Cet article est tiré du numéro de la rentrée du Journal des voisins (version imprimée) dont le dossier principal est consacré au climat.
S’adapter au réchauffement climatique et réduire les GES (gaz à effet de serre) émis par les transports ou par le bâtiment, cela signifie agir concrètement sur la vie des gens. En cela, outre les solutions innovantes telles que la création d’un espace Colibri pour limiter la circulation des gros camions dans les rues d’Ahuntsic-Cartierville ou encore celle de parcs et de rues éponges pour faire face aux inondations, l’implication de la population dans les politiques menées s’avère incontournable.
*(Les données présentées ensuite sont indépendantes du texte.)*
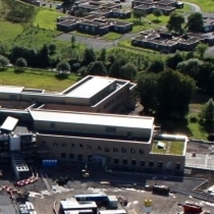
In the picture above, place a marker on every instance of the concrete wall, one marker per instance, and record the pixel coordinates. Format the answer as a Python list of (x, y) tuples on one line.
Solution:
[(14, 104), (70, 148)]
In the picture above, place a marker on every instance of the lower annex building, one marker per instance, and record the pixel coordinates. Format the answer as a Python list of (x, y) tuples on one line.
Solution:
[(105, 140), (53, 130)]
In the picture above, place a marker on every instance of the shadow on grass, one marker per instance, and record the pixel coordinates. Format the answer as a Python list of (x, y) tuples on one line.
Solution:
[(62, 76), (156, 21), (2, 69), (19, 70)]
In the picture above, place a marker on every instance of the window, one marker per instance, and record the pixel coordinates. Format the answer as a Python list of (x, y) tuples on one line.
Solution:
[(52, 125), (55, 144), (63, 155), (124, 150), (132, 150), (116, 161), (88, 147), (106, 149), (177, 166), (160, 164), (125, 161), (115, 149), (142, 163), (89, 158), (71, 156), (110, 129), (99, 148), (141, 151), (134, 162), (79, 157), (151, 163)]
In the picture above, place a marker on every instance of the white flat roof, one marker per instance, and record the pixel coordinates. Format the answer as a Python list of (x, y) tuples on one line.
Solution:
[(91, 87), (11, 89), (9, 124), (93, 119)]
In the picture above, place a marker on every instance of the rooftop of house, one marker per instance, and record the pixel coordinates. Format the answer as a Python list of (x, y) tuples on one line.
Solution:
[(169, 147), (89, 6), (69, 22), (118, 22), (89, 87)]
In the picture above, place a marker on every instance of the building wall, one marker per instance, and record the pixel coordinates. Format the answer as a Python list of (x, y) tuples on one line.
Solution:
[(92, 129), (14, 104), (120, 154)]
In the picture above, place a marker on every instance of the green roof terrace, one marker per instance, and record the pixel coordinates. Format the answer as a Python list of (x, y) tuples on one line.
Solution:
[(169, 145)]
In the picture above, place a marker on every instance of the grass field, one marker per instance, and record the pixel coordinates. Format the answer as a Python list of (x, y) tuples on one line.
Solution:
[(46, 19), (206, 5), (36, 79), (174, 147), (9, 31)]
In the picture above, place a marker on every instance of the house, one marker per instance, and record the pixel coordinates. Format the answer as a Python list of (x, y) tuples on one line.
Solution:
[(120, 26), (118, 13), (68, 25), (94, 27)]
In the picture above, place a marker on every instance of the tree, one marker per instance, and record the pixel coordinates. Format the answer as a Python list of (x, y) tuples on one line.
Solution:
[(190, 67), (174, 94), (44, 57), (172, 62), (73, 40), (207, 114), (63, 67), (128, 71), (156, 66), (195, 22), (88, 56), (201, 49), (175, 22), (3, 61), (52, 48), (96, 68), (138, 14), (115, 69), (21, 62), (157, 13), (147, 90)]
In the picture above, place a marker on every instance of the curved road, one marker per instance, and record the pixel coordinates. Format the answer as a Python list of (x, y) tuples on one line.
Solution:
[(98, 43)]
La Ville de Montréal, le Québec et même le Canada ont pour objectif «d’atteindre la carboneutralité d’ici 2050». Vastes programmes qui nécessitent une mobilisation tous azimuts et notamment celle des citoyennes et citoyens. Montréal en a fait la pierre angulaire de son Plan climat 2020-2030, adopté en décembre 2020. Le gouvernement y a contribué à hauteur de 117 M$ pour la carboneutralité du parc immobilier municipal et pour l’installation de 800 bornes de recharge publiques pour les véhicules électriques. Ce plan climat contient 46 actions regroupées en cinq chantiers d’intervention, dont le premier vise précisément la mobilisation de la communauté montréalaise.
Un événement mobilisateur récurrent
La troisième édition du Sommet Climat Montréal, organisé en mai dernier par le Partenariat Climat Montréal (PCM), s’inscrit dans cette démarche. Cet instrument mobilisateur a été l’occasion d’annonces importantes en matière de réduction des GES, d’économie circulaire et de finance durable.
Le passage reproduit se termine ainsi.